Despite receiving serious tongue-lashing from President Rodrigo Duterte, the European Union (EU) would soon release its 3.8-million Euro (P242 million) aid to the Philippines in a bid to strengthen its drug rehabilitation projects, its aid and development chief said Friday.
European Commission Director General for International Cooperation and Development (Devco) Stefano Manservisi announced this during his two-day visit to the Philippines.
“We are now about to disburse to pay 3.8 million (Euros), now, which is part of our budget support which is precisely aiming at completing this program, this drug rehabilitation program ongoing,” Manservisi said in a press conference.
Manservisi said the aid would be released in the coming days, as the drug rehabilitation project is listed as an item under the 2018 General Appropriations Act or the national budget.
The aid chief said the project focuses on reintegrating former drug users back into society, which includes activities such as creation of rehabilitation facilities, and implementation of psychosocial and educational activities.
“We have a program which is called drug rehabilitation program in which we are addressing how to bring back to normal life people who have been into this segment,” Manservisi said.

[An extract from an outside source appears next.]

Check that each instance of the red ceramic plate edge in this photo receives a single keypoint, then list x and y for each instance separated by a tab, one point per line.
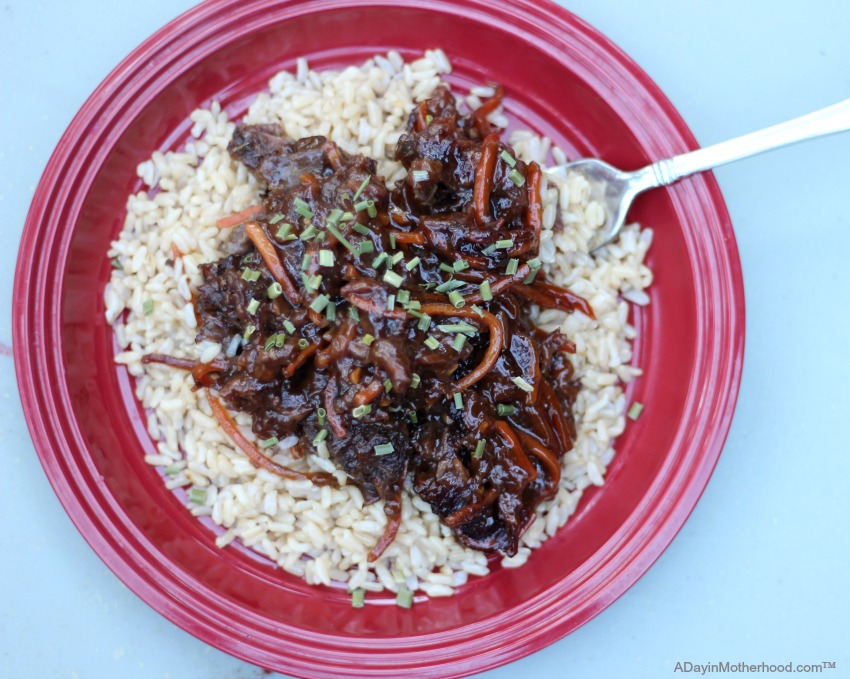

“We are doing that in the framework or the program that the government is doing,” he added.
READ: Palace welcomes EU aid
Manservisi said that the EU-Philippine relations continue to move forward despite Duterte’s strong statements and criticisms of the powerful bloc.
He said that the EU development aid would continue even with the powerful bloc’s critical stance against human right violations linked to the administration’s controversial campaign against illegal drugs.
The aid covers a total of 170-million Euro worth of projects in resource-rich Mindanao and on renewable energy.